The point is that RMB debt is funny-money. There is no transparency: China can simply write off RMB debts, or print money to pay for them, or just shoot people who complain about not getting paid back. As a mercantilist economy they don't care about making a profit. They only care about earning hard currency (USD) from the export of manufactured products, net of hard currency expenses spent in Africa acquiring the raw materials. Spending funny-money for those resources is not a problem (though there is a cost in Chinese living standards).

So Tanzania and Zambia, etc., may not be getting such a raw deal. Their actual dollar debt is probably much smaller than what the headline number suggests. The funny-money default will only count against them with respect to China--the rest of the world will ignore it and their credit rating will be unaffected.

Comrade Keith devotes considerable attention to the size and state of the Chinese military, detailing technical advances in the land, air and sea forces. China's annual defense spending is approximately one fourth that of the US--still a hefty sum. The country built its first foreign military base in Djibouti, along with a chain of ports (in Burma, Pakistan and Tanzania, among others) that could easily become military bases. Collectively these are part of the One Belt, One Road system.

Keith suggests that military force could be used to enforce debt repayment from countries like Zambia. This is not likely--not even the US would try to use military force just to enforce debts. The problem with roads, power plants, and mining infrastructure is they can't be repossessed. If Zambia can't repay, then China is plum out of luck. Unlike the US, they have no control over the international banking system.

I think Keith exaggerates China's current military strength. Yes--they are a force to be reckoned with in the South China Sea. But they do not have a blue water navy, and are nowhere close to acquiring one. Their geography--a continental country separated from the larger ocean by island archipelagos, mitigates against it. In the Indian Ocean they are no match for the Indian navy, and they have no power necessary to keep the Straits of Hormuz open should the US decide not to do that for them. I base my opinion on Peter Zeihan's books.

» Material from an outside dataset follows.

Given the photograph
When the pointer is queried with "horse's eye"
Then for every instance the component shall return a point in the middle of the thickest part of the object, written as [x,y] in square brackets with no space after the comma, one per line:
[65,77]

As mentioned, Comrade Keith describes at great length the miserable way that Chinese companies treat their African workforce. I have no cause to disbelieve him--and this alone is reason to read his article. China's foul behavior is attributed to "imperialism" (my emphasis).
The analysis of Tanzania, Namibia, and Ethiopia, as well as several integrated pieces of broader, continental-level analysis, attempt to show the broad trends, categories of interest, and serve as representative examples of Chinese imperialism in Africa. Broadly, it might be said that these primary interests fall into natural resource extraction, exporting of manufactured goods, capital export through infrastructure construction, offshoring of labor-intensive manufacturing, and utilizing Africa’s strategic position both in facilitating trade to and from Europe and in controlling the Indian Ocean. (p. 43)
I think the word "imperialism" adds nothing to this paragraph. The problem isn't "Chinese imperialism," but instead it's just China. China is a big country, humiliated in the 19th Century, that views itself as the Middle Kingdom, and as the world's leading and most important society. It's a very inward-looking, xenophobic culture, and no wonder they treat Africans with complete disrespect, if not contempt.

So the first couple of pages of Comrade Keith's opus are all about "imperialism." But after that you can just ignore the word. Then it's a rollicking good read, You will learn a whole lot about China. Highly recommended!